I search over my shoulder, half-expecting Arden to finally appear. As if speaking her name aloud might work as some kind of summoning charm.

I’m almost disappointed when it doesn’t.

‘I think she’s biding her time, waiting for us to lead her to the Starlight Staff. She must know about the blood rite. Must need us alive for that.’

Astrophel snorts as if he doesn’t believe a word of it. And secretly, neither do I – not really. Despite the explanation I’ve just regurgitated, I can’t understand why Arden hasn’t made her move. It’s a sum that doesn’t add up.

‘And the rest of it?’ Astrophel presses. ‘It’s true then? Those stories your mother used to spin about the night-birds? Razor-sharp talons, eyes that can kill… all of it?’

I exhale, nod. ‘I wanted to tell you the moment I heard.’

‘Why didn’t you, then?’ Blayze snaps. Betrayal burns behind his eyes.

This cuts deepest of all, though thanks to that star-damned callous, not as deep as it should. I promised there’d be no more secrets between us. I swore it.

‘Arden,’ I mumble. ‘I couldn’t risk her finding out, having time to prepare a defence. I didn’t want her to hurt you – any of you – not after what the Arx Magnum…’ My breath catches. I’m lying again, this isn’t the whole truth. ‘I-I had to think of the quest, put saving Arcelia first.’

‘Saving Arcelia or saving your mother?’

His words lash. I flinch as if they’d cut me. I deserve it – all of it. But it still hurts.

Silence again.
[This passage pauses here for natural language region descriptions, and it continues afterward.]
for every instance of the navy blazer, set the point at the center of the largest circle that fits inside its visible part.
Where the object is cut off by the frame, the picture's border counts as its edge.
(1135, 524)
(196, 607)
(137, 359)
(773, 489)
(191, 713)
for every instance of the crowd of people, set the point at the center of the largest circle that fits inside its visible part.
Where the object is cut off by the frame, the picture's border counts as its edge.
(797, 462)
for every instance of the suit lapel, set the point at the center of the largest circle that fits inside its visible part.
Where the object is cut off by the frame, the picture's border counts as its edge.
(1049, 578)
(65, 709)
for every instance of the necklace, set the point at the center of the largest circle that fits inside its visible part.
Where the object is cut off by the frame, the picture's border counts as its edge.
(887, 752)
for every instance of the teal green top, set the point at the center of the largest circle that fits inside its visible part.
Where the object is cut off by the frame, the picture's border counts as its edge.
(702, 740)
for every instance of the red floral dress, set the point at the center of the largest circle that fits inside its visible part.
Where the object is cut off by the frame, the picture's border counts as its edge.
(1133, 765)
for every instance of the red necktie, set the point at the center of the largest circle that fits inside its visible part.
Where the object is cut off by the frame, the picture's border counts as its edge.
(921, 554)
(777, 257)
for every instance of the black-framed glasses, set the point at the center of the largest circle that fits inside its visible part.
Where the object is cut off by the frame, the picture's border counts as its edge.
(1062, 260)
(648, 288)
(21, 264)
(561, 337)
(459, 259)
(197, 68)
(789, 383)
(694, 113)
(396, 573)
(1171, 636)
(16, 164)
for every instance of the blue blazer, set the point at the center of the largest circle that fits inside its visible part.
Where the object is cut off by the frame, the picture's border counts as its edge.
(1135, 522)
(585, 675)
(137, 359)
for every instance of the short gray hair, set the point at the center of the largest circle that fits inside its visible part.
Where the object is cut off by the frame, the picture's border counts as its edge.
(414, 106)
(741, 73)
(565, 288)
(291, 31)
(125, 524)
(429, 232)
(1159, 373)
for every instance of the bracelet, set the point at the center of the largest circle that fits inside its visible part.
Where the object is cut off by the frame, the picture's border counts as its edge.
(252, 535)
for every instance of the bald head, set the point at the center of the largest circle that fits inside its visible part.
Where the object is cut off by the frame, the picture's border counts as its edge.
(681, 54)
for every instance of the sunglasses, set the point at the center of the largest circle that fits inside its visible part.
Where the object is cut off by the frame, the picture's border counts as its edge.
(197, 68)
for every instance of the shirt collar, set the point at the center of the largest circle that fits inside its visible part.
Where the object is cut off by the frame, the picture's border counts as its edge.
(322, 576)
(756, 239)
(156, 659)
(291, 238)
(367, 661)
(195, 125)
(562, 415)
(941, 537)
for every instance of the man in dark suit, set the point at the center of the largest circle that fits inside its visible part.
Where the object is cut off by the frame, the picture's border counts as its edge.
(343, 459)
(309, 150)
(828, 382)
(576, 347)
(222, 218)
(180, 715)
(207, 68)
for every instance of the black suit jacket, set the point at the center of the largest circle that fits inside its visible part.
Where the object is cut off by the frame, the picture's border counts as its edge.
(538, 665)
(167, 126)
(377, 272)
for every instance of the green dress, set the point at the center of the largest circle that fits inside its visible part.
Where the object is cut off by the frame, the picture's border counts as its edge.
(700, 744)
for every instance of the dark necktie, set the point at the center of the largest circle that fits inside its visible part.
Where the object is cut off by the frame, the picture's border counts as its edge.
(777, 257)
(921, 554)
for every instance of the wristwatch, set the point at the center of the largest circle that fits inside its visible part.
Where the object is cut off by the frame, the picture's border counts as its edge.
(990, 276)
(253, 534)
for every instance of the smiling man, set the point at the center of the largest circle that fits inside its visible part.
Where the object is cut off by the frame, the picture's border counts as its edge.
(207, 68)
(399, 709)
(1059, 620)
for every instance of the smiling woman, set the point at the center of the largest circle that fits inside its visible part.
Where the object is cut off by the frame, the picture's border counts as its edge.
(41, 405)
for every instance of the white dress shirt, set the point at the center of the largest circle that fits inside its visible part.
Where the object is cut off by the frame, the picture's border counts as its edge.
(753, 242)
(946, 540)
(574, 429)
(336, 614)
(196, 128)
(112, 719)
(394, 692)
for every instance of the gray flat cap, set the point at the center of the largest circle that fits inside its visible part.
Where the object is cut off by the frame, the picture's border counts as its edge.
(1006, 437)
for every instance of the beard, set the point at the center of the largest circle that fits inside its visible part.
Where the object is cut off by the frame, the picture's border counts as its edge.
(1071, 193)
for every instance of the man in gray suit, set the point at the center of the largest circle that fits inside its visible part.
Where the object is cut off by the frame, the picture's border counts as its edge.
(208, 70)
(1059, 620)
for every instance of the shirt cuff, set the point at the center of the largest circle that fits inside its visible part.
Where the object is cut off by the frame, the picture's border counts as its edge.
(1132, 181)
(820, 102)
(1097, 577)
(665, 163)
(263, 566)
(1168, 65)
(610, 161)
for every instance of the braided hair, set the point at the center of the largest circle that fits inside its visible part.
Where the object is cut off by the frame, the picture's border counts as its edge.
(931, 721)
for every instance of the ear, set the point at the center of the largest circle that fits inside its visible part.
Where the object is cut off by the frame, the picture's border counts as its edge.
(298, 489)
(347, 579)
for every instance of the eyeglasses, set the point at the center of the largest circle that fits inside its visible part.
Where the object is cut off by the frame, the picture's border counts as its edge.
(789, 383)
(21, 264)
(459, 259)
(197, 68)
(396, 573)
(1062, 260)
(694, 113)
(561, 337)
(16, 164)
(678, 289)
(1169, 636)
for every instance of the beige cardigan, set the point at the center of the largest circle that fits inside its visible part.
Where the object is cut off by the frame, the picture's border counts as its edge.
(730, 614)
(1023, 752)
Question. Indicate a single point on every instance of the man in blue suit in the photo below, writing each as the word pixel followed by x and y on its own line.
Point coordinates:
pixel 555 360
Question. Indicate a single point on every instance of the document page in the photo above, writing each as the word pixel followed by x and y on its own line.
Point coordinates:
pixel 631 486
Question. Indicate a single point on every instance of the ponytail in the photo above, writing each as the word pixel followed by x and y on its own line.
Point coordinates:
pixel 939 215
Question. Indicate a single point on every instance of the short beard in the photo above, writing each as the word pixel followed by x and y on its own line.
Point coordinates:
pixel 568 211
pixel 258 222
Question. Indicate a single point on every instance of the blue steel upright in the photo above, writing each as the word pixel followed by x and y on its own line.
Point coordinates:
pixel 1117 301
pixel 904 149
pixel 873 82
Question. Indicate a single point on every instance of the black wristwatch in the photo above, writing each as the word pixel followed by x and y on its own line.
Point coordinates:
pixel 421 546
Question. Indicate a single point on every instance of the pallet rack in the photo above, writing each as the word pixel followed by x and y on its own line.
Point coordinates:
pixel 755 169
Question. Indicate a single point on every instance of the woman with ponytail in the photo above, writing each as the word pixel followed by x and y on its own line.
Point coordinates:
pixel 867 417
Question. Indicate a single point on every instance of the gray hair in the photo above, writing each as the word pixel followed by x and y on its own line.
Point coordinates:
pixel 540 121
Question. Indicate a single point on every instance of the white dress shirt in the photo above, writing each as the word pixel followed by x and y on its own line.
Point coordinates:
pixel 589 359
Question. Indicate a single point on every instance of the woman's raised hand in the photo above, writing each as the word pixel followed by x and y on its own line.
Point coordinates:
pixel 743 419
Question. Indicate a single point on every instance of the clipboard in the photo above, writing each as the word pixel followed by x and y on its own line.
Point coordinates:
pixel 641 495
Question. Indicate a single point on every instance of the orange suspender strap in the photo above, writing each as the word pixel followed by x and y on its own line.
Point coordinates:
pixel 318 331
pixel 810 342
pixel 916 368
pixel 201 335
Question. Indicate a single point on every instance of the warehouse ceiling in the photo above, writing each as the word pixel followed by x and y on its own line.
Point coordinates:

Dreadful, heavy silence as they continue to absorb all I’ve just thrown at them.

At last, Astrophel rubs the heel of his hand through his hair. ‘So how do we overcome a flock of night-birds, then?’

I stare up at him. Once I saw his pragmatism as a flaw, evidence of an unfeeling heart, but now I admire his resilience, his ability to not let emotions cloud his logic. In this moment, I’m grateful for his clear head.

‘I have an idea,’ I whisper, wishing I didn’t have to speak it aloud.

Blayze juts his chin. ‘Out with it, then.’

And here we are. The final disclosure. The one I’ve been dreading more than all the others.

My gaze drifts to Serafine, sweeps to her one remaining fire-feather. ‘Only heat can truly overpower them.’

Blayze follows my gaze. His face contorts, the expression frozen somewhere between fury and terror.